Aluminium prices climbed to the highest level in more than a decade as political unrest in Guinea fuelled concerns over supply of the raw material needed to make the metal.
A unit of the military seized power and suspended the constitution, with head of special forces, Colonel Mamady Doumbouya, urging the army to back him.
That rattled global aluminium markets on Monday – prices in London notched a fresh 10-year high and futures in China climbed to the highest since 2006 – as the political instability raises the possibility of disruptions to bauxite shipments from the key global supplier.
Aluminium has climbed about 40 per cent this year in London as massive global stimulus measures stoked demand just as smelters in China, the biggest producer, struggled to maintain output during a seasonal power crunch and Beijing sought to rein in the country’s carbon emissions.
Bauxite is the feedstock used to make alumina, which is further processed into aluminium, and Guinea accounts for more than half of all of Chinese imports.

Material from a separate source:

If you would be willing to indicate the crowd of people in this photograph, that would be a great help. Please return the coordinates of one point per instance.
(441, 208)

The market “can be seriously shaken” by the situation, United Company Rusal founder Oleg Deripaska said in a Telegram post. The company’s shares surged 14 per cent in Hong Kong to the highest since 2012.
Prices on the London Metal Exchange rose as much as 1.8 per cent to $2,775.50 a tonne, the highest since May 2011, and traded at $2,757. In China, futures jumped as much as 3.4 per cent to the highest since 2006, before paring gains to 2.2 per cent.
“Investors are quite concerned given China buys a big chunk of bauxite from Guinea”, though there haven’t been reports of disruptions yet and the extent of any impact will depend on how the situation evolves, Xiong Hui, chief aluminium analyst at Beijing Antaike Information Development, said.
Aluminium Corp of China, the biggest producer which has a bauxite project in Guinea, said all of its operations are normal and it has ample bauxite inventories at its plants in China. Shares in Hong Kong climbed as much as 10 per cent.
Investors are also looking at continuing production cuts in China’s Guangxi province, which is further tightening the market, Ms Hui said.
The energy-intensive aluminium industry has come under increased scrutiny as part of Beijing’s pollution crackdown. China produces around 60 per cent of the world’s total, with concerns around output prompting some of its largest smelters to pledge to ensure supply and metal to be released from state reserves to ease tightness. The country has become increasingly reliant on imports, a rare development that’s drained global supplies of the usually abundant metal.
Aluminium, used in everything from car parts to drinks cans and home appliances, fared particularly badly at the onset of the Covid-19 pandemic, but is now enjoying a strong resurgence as consumer demand and economic activity bounces back. In the longer term, the metal is set to benefit from its use in electric vehicles and renewable energy.